Nothing will make you romanticize miserable weather like a Colin Firth movie set in England.
You know how Hugo won five awards out of 11 nominations at the 2011 Academy Awards? The Artist is the movie that took almost all the other ones. The French romantic comedy was filmed as a black-and-white silent film, earning it the Oscar for Best Picture, Best Director and Best Actor for star Jean Dujardin, among other accolades. The thought of a silent movie can be intimidating, but what The Artist doesn’t offer in vocal dialogue, it more than makes up for in compelling storyline, wit and romantic bliss.
If you haven’t heard of Melancholia, you’re not alone. The Lars von Trier sci-fi flick opened to limited release in theaters despite overwhelmingly positive critical reviews. The movie isn’t exactly a laugh a minute—it spends its entire plot counting down to the end of the world, when a rogue planet is set to collide with Earth. But for all its tension, Melancholia is a divine work of art that will leave you haunted for days in a way you don’t too much mind.

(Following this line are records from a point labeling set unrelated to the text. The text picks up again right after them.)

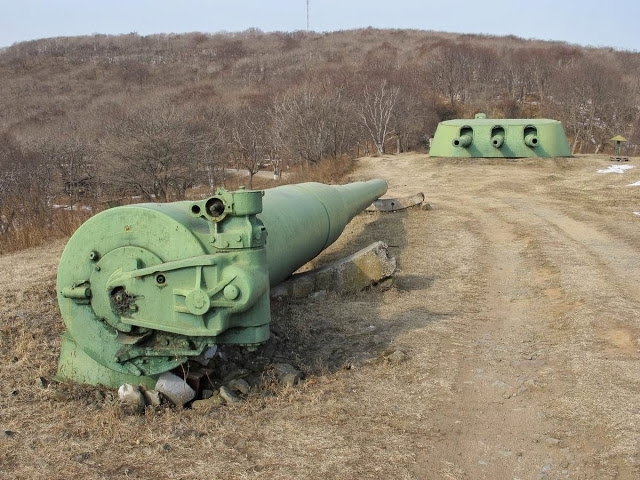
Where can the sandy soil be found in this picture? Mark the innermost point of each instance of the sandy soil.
(515, 301)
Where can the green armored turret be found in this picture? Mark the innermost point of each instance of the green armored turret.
(492, 137)
(142, 288)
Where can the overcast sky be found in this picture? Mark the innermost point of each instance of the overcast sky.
(611, 23)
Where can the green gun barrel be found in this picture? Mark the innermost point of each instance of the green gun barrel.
(142, 288)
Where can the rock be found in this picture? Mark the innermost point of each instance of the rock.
(206, 394)
(175, 389)
(82, 457)
(131, 395)
(398, 356)
(151, 397)
(214, 401)
(205, 357)
(42, 382)
(288, 374)
(239, 385)
(235, 373)
(228, 396)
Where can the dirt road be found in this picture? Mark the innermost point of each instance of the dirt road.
(516, 308)
(531, 359)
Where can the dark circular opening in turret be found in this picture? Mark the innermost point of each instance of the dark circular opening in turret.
(215, 207)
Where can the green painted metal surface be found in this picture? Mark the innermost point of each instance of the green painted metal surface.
(493, 137)
(144, 287)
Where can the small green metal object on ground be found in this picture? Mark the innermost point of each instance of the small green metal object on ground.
(142, 288)
(493, 137)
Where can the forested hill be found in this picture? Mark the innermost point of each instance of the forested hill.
(152, 115)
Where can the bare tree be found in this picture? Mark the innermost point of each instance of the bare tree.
(376, 111)
(304, 123)
(160, 151)
(250, 134)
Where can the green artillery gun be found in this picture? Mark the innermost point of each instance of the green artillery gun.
(506, 138)
(143, 288)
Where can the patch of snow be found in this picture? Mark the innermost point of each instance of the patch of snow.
(616, 169)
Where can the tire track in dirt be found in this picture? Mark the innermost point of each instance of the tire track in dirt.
(525, 404)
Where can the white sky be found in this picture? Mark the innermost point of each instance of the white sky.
(612, 23)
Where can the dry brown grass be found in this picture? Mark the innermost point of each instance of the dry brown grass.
(516, 301)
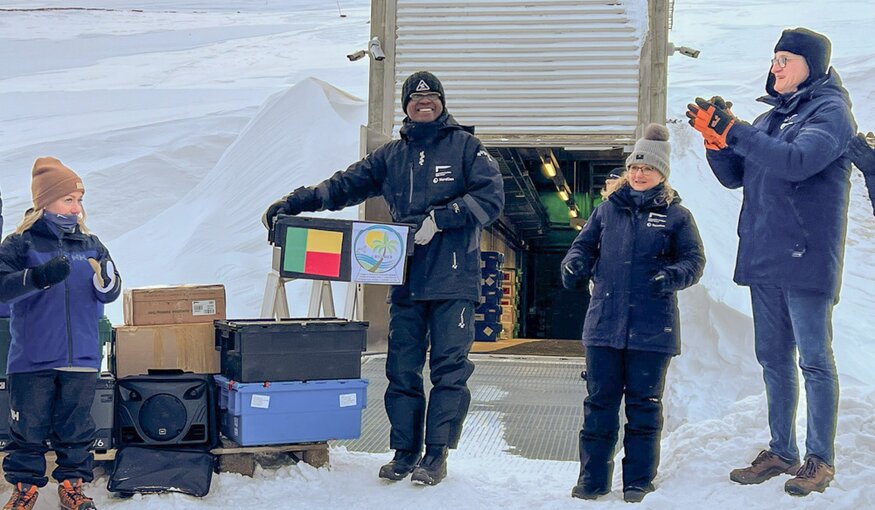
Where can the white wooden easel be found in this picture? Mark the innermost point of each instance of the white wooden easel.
(276, 304)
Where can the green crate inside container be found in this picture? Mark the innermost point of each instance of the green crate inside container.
(104, 334)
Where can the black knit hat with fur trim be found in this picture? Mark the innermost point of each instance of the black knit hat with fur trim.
(421, 81)
(815, 48)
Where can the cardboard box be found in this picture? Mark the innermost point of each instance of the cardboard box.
(188, 347)
(184, 304)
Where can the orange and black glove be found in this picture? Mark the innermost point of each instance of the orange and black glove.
(713, 119)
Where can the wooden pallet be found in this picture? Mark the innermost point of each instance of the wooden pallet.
(234, 458)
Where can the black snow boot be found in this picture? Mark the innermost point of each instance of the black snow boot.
(433, 467)
(400, 466)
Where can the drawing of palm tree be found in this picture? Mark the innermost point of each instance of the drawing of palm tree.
(382, 245)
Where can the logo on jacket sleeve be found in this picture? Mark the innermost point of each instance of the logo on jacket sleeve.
(789, 121)
(443, 173)
(656, 220)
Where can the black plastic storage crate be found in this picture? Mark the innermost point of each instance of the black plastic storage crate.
(259, 350)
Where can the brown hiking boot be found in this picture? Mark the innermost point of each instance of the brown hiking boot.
(814, 475)
(23, 497)
(71, 497)
(766, 465)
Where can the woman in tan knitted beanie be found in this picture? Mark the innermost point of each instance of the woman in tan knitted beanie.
(56, 276)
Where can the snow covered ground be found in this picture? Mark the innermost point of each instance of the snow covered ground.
(185, 119)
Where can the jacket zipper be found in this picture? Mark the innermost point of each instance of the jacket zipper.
(410, 198)
(636, 212)
(67, 308)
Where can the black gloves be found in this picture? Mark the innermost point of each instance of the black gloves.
(301, 200)
(661, 283)
(862, 155)
(275, 209)
(104, 273)
(719, 102)
(571, 274)
(52, 272)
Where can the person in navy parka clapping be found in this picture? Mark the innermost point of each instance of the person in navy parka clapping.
(793, 166)
(639, 247)
(56, 276)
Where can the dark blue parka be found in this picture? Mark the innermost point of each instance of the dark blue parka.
(622, 246)
(4, 308)
(54, 327)
(438, 166)
(793, 167)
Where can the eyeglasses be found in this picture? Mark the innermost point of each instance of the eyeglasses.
(644, 169)
(782, 61)
(419, 96)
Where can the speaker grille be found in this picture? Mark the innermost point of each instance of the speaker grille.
(163, 417)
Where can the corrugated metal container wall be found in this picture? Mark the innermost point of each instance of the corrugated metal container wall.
(542, 71)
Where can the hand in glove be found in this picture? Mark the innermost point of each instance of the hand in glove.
(862, 155)
(52, 272)
(301, 200)
(710, 143)
(275, 209)
(661, 283)
(426, 231)
(571, 273)
(711, 120)
(104, 274)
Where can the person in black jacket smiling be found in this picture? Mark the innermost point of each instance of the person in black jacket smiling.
(639, 247)
(439, 176)
(57, 277)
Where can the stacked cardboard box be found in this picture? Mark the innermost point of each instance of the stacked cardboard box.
(169, 328)
(510, 288)
(487, 316)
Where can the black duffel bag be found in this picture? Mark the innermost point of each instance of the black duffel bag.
(154, 470)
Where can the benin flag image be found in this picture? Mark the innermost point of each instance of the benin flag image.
(311, 251)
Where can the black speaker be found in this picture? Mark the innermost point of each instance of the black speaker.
(166, 409)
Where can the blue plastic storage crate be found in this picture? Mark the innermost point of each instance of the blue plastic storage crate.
(486, 331)
(491, 260)
(291, 412)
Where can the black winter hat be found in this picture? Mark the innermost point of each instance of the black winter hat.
(616, 173)
(421, 81)
(815, 47)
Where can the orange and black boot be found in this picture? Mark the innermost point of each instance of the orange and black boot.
(23, 497)
(71, 497)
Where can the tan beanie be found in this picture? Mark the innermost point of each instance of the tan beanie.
(52, 181)
(653, 149)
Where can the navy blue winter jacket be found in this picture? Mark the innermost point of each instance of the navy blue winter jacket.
(438, 166)
(4, 308)
(793, 167)
(622, 246)
(54, 327)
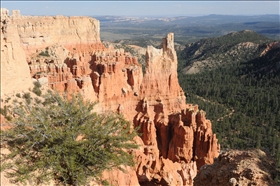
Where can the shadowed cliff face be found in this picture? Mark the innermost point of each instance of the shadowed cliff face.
(67, 52)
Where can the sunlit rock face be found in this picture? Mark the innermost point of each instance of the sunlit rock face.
(67, 54)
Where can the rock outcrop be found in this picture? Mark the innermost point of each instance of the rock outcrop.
(232, 168)
(66, 53)
(14, 69)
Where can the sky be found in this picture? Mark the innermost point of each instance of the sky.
(142, 8)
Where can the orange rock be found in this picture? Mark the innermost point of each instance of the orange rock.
(176, 137)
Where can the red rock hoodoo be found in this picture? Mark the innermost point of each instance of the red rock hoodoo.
(67, 53)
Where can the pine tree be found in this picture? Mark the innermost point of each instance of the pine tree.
(65, 141)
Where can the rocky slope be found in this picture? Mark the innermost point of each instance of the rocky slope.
(66, 53)
(232, 168)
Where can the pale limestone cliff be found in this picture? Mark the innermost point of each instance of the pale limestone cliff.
(176, 137)
(14, 69)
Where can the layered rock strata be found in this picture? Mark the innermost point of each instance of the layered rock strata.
(66, 52)
(235, 167)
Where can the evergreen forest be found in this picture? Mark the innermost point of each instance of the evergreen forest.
(242, 100)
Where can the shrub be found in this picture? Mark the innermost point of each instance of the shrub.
(66, 141)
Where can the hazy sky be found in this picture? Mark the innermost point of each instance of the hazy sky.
(148, 8)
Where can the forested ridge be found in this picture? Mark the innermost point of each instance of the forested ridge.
(241, 98)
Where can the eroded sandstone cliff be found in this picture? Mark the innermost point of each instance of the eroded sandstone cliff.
(67, 54)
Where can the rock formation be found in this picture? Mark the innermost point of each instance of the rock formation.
(14, 69)
(176, 137)
(232, 168)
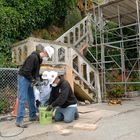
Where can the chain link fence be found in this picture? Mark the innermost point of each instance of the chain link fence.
(8, 89)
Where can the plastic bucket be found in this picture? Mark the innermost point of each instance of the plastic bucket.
(45, 117)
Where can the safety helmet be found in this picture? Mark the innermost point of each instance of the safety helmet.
(45, 75)
(49, 50)
(52, 76)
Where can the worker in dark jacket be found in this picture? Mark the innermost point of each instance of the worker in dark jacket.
(27, 76)
(63, 98)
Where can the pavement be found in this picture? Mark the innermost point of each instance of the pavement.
(96, 122)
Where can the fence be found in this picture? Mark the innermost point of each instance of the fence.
(8, 89)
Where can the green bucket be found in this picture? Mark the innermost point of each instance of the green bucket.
(45, 117)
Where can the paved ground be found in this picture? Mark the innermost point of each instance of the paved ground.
(116, 122)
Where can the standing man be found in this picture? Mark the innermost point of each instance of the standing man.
(63, 98)
(27, 76)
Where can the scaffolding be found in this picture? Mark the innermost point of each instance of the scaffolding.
(116, 44)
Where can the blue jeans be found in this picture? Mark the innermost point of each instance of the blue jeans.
(25, 91)
(67, 114)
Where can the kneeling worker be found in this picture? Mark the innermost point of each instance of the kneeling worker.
(63, 98)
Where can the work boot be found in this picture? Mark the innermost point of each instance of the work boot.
(21, 125)
(34, 119)
(76, 116)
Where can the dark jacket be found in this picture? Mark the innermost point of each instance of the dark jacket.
(62, 95)
(31, 66)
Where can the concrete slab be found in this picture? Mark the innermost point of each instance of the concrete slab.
(117, 122)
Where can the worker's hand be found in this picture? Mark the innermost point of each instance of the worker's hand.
(38, 103)
(49, 108)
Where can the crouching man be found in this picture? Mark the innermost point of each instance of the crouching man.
(63, 98)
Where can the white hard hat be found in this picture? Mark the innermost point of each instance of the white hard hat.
(52, 76)
(49, 50)
(45, 75)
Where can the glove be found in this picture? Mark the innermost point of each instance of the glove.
(38, 103)
(49, 108)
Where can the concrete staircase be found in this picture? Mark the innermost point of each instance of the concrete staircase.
(69, 48)
(79, 37)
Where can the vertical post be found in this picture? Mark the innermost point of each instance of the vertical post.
(102, 52)
(122, 49)
(138, 46)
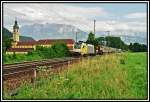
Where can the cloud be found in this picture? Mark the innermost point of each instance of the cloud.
(136, 15)
(81, 17)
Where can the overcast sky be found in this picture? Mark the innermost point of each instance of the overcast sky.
(109, 16)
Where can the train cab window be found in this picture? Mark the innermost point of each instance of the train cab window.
(77, 46)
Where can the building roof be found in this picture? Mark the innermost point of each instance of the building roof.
(26, 43)
(51, 41)
(19, 49)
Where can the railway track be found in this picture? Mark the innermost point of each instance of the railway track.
(10, 70)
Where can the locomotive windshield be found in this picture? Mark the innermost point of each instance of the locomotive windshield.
(77, 45)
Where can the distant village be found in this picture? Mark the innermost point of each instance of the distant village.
(23, 47)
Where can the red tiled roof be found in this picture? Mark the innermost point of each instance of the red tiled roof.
(51, 41)
(19, 49)
(26, 43)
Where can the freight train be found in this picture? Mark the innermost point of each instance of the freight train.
(84, 49)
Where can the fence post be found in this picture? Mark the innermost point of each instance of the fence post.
(33, 79)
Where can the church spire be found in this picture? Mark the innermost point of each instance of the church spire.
(16, 32)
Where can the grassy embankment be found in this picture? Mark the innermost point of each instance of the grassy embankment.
(115, 76)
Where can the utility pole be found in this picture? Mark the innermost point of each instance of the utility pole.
(108, 32)
(94, 25)
(76, 36)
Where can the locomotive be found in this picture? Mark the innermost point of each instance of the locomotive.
(84, 49)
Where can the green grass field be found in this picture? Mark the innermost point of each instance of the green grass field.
(115, 76)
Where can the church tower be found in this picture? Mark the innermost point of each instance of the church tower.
(16, 32)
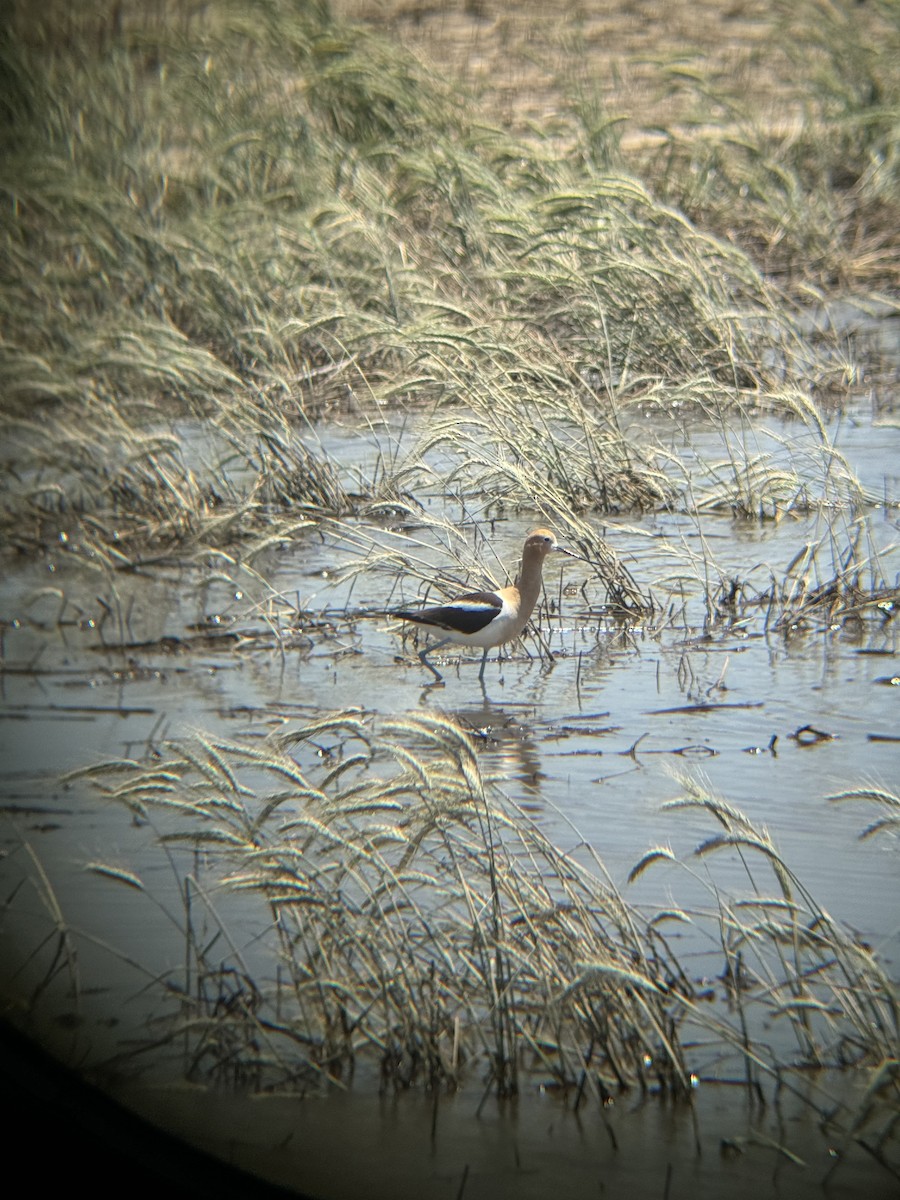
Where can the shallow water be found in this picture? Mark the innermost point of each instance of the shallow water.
(589, 744)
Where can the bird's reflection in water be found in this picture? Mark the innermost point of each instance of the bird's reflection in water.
(507, 747)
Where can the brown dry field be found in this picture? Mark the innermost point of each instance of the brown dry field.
(639, 55)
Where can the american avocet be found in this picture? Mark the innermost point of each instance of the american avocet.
(490, 618)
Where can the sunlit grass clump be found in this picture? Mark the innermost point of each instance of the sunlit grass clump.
(415, 925)
(240, 221)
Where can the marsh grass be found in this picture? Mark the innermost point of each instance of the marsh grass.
(251, 219)
(420, 922)
(413, 921)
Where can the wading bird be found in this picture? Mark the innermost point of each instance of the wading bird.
(489, 618)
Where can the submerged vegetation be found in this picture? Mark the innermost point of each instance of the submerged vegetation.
(426, 929)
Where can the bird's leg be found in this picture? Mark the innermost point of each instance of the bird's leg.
(424, 659)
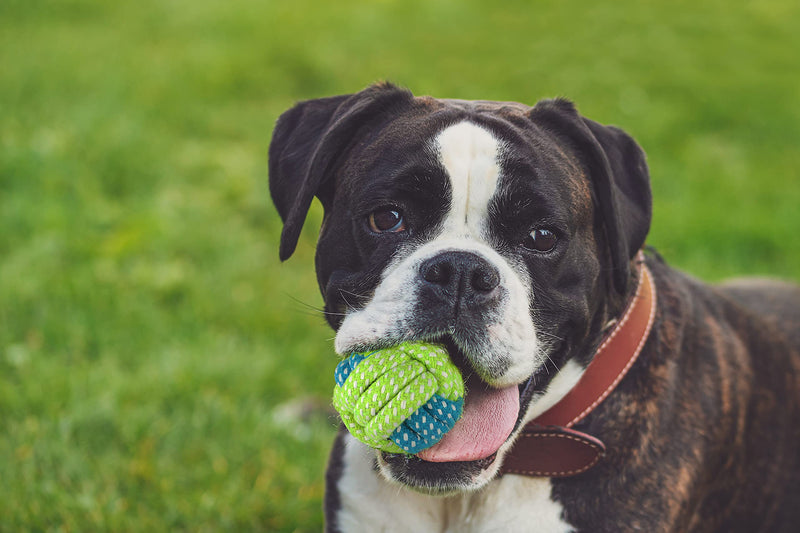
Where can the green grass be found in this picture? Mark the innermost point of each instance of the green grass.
(159, 369)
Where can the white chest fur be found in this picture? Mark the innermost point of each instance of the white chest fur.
(512, 503)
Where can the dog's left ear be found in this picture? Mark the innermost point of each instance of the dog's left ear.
(307, 145)
(619, 175)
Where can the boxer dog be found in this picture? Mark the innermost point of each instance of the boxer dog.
(512, 236)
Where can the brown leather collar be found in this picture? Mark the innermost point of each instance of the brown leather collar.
(547, 446)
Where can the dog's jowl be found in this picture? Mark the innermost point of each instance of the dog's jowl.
(605, 390)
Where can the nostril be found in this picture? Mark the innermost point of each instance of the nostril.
(438, 272)
(484, 280)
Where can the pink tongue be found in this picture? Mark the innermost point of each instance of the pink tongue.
(487, 421)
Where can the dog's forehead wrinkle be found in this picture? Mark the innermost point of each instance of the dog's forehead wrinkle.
(469, 155)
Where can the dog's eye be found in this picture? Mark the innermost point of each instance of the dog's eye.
(386, 220)
(540, 240)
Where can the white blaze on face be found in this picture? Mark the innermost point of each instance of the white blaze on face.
(469, 154)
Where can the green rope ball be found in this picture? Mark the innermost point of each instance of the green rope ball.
(401, 399)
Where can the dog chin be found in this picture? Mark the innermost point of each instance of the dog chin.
(453, 477)
(437, 479)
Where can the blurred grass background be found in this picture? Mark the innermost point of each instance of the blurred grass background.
(159, 368)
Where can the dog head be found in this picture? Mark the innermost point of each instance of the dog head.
(504, 232)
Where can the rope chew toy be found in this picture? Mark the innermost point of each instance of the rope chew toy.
(401, 399)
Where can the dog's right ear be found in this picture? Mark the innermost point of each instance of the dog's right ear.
(307, 146)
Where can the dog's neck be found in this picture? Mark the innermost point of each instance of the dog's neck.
(548, 446)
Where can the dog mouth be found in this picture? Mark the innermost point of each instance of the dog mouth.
(490, 417)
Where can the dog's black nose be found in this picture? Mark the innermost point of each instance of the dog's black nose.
(460, 274)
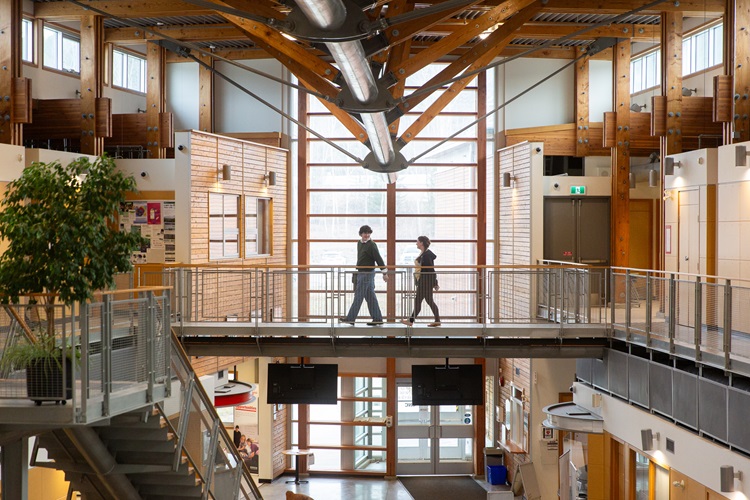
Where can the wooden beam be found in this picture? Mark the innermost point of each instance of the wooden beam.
(206, 94)
(440, 48)
(582, 106)
(11, 128)
(621, 157)
(155, 99)
(742, 72)
(477, 59)
(299, 61)
(671, 54)
(92, 82)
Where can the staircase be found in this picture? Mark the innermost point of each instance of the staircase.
(142, 449)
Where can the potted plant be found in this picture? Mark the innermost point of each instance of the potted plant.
(59, 222)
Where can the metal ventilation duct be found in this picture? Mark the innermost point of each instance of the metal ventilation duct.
(350, 58)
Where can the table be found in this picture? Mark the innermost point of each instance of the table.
(296, 454)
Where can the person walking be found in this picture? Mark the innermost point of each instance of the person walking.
(364, 279)
(425, 281)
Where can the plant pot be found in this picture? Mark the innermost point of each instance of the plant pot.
(44, 381)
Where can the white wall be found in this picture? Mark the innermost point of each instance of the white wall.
(236, 111)
(600, 90)
(182, 94)
(694, 456)
(549, 377)
(548, 104)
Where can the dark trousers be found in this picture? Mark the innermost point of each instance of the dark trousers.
(425, 289)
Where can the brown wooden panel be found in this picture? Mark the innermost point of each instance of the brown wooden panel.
(166, 130)
(103, 117)
(723, 97)
(658, 115)
(54, 119)
(21, 101)
(609, 137)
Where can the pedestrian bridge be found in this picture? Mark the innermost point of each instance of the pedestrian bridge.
(548, 310)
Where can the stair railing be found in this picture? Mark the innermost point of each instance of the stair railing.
(214, 457)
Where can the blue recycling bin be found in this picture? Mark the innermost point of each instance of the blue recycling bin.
(497, 474)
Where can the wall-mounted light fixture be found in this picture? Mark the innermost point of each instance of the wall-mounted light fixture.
(270, 178)
(226, 172)
(727, 477)
(648, 438)
(740, 156)
(670, 164)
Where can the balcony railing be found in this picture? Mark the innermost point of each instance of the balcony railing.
(118, 344)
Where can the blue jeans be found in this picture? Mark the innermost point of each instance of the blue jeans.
(365, 290)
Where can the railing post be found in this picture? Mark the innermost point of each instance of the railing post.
(165, 341)
(184, 419)
(628, 335)
(698, 317)
(648, 308)
(106, 352)
(672, 311)
(728, 325)
(210, 466)
(150, 348)
(85, 339)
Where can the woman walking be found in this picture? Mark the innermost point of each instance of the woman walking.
(426, 282)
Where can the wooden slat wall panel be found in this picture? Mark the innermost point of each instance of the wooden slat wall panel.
(21, 101)
(723, 98)
(249, 162)
(103, 116)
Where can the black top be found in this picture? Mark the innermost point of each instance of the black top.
(368, 255)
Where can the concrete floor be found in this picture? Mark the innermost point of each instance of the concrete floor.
(338, 488)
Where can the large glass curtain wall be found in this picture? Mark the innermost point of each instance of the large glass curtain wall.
(436, 196)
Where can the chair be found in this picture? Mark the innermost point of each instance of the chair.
(290, 495)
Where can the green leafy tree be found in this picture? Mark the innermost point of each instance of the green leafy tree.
(60, 224)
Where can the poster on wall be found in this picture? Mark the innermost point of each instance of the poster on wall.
(246, 418)
(155, 221)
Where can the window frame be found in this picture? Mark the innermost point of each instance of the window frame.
(226, 231)
(127, 57)
(63, 35)
(28, 40)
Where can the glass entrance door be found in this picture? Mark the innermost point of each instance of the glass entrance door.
(433, 439)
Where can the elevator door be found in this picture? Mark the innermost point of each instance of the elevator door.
(577, 230)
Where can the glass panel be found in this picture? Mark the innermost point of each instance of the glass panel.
(118, 63)
(347, 228)
(347, 203)
(454, 414)
(71, 55)
(641, 477)
(456, 450)
(424, 203)
(414, 450)
(453, 151)
(346, 177)
(448, 177)
(52, 39)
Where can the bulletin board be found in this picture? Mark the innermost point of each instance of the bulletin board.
(155, 221)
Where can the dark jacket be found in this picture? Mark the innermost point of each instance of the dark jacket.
(368, 255)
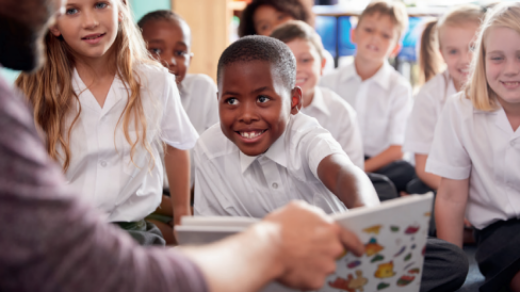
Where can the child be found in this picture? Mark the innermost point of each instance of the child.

Eternal Sunshine of the Spotless Mind
Hipster movie gold. Material for a thousand Tumblr GIFs. Eternal Sunshine of the Spotless Mind makes the case for Romeo and Juliet romance in the middle of a Montauk winter. If this film doesn’t make you want to lie in the middle of a frozen lake with the one you love, nothing will (which actually might not be the worst case, all things considered).
Ride & Fly
There’s at least one documentary on every Netflix Instant list, right? Before you watch this one, go out and buy a toboggan, an inner tube or some kind of sled; you’ll want to be prepared for the rush of inspiration that follows. Ride & Fly documents the pursuits of a group of certified nut-job sportsmen as they invent and perfect a sport that consists of half-skiing, half-paragliding down the side of giant, terrifying mountains. Ride & Fly will do to you what the really impressive parkour and freerunning videos did to hundreds of uncoordinated people on YouTube: make you embarrass yourself horribly trying to do something that awe-inspiring. But at least you’ll have fun in the process.
The King’s Speech
Nothing will make you romanticize miserable weather like a Colin Firth movie set in England. The King’s Speech tells the true story of King George VI of Britain, his sudden ascension to the throne and the eccentric speech therapist who helped the unsure monarch cope with a debilitating stutter and become competent in his position.
Before Jennifer Lawrence was the embodiment of girl power in The Hunger Games and became every woman, everywhere, she was the star of the Academy Award-nominated film Winter’s Bone. And she’s about 100 times better in it. Winter’s Bone is the highlight of Netflix’s independent films section, telling the story of a young woman from the Ozarks of America who must find her meth-cooking father to avoid eviction after dad skips bail, leaving the family on the brink of homelessness. The film was Lawrence’s true breakout performance, and Hunger Games fan or not, Winter’s Bone deserves a spot on your instant queue.